Several studies suggest multiple functional roles for DNA methylation including silencing transposable elements22, mediating developmental gene regulation23, and reducing transcriptional noise24. Indeed, DNA methylation in mammals is essential for embryonic development25, differentiation26, and cell cycle control27. Additionally, DNA methylation plays critical roles in maintaining transcriptional silencing of genes on the inactive X-chromosome and imprinted genes28. Human diseases have been associated with abnormal DNA methylation patterns including cancer29, ICF (immunodeficiency, centromeric instability, facial anomalies) syndrome, ATRX (alpha-thalassemia, mental retardation) syndrome, and fragile X syndrome30. Even mutations in a gene that encodes a protein that ‘reads’ DNA methylation signals and thought to act as a transcriptional silencer, MeCP2, are associated with the autism spectrum disorder, Rett syndrome31. In plants, DNA methylation deficiency results in spurious transcription initiation from cryptic sites, demonstrating a role for methylation in reducing transcriptional noise24. A central theme of these findings is that DNA methylation functions to maintain a repressed chromatin state, thereby stably silencing promoter activity32. It is important to note, however, that DNA methylation is not always associated with gene silencing. Some studies have demonstrated that DNA methylation can augment expression of an imprinted gene by blocking the binding of repressor proteins to silencer elements within the gene33. Furthermore, additional novel roles of DNA methylation have been suggested by recent epigenome mapping studies (discussed below).
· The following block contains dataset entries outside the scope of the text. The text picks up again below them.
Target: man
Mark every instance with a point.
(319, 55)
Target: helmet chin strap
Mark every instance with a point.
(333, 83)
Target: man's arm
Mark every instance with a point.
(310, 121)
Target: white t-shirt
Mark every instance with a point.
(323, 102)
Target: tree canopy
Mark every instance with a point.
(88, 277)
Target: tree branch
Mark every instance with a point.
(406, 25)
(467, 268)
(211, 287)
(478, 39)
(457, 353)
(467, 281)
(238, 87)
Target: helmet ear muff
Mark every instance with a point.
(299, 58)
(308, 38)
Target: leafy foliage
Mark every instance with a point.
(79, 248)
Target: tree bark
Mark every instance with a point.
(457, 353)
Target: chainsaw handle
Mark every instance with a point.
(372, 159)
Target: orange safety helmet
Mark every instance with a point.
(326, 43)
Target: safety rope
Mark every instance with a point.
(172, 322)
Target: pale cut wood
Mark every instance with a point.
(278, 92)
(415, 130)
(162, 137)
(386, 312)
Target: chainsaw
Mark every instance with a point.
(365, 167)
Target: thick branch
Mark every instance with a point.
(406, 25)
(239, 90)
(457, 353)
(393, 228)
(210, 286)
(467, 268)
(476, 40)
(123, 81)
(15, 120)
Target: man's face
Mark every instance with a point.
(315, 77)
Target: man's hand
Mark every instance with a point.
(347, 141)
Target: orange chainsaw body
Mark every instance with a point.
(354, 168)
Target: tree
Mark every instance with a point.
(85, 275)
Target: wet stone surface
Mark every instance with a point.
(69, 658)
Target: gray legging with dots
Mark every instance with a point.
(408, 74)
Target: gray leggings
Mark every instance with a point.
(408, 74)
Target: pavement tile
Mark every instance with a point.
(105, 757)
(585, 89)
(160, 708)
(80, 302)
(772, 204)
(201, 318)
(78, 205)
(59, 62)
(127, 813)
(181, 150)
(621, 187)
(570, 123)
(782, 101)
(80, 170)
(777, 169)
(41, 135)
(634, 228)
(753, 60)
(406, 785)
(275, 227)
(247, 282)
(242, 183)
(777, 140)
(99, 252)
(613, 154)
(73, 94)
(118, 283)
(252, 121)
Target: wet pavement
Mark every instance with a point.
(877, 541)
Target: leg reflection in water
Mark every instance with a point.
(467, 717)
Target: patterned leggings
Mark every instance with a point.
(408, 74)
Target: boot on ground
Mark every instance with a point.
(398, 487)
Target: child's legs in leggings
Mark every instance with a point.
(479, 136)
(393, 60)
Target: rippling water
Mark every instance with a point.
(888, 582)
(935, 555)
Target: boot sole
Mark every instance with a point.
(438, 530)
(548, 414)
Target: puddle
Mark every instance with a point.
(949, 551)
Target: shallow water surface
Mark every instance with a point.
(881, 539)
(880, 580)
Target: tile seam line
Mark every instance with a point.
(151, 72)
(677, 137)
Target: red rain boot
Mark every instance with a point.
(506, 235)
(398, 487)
In addition to the covalent modification of DNA, histone proteins that package nuclear DNA are known to be subjected to a wide array of post-translational modifications on specific residues along their NH2-terminal ‘tails’ that project outside of the nucleosome core. Such modifications include acetylation, methylation, phosphorylation, ubiquitination, sumoylation, and potentially others that remain to be discovered34, 35. Since these modifications contribute to chromatin conformation, the potential information stored within different combinatorial patterns of these modifications led to the hypothesis of a ‘histone code’, which proposes that specific combinations of these modifications dictate locus-specific transcriptional competence36. Although the specific functional consequences of each of these modifications are insufficiently understood, many of the enzymes responsible for adding and removing them have been identified35. In addition, alterations of the genes encoding histone-modifying enzymes and perturbations to the modification patterns they produce are associated with disease37, underscoring the importance of histone modifications in normal development. For example, the Polycomb-group protein EZH2, a histone H3 lysine 27 (H3K27) methyltransferase, was overexpressed in prostate cancer38, while global loss of H4K16 acetylation and H4K20 trimethylation (H4K20me3) was observed in lymphoma and colon cancer39.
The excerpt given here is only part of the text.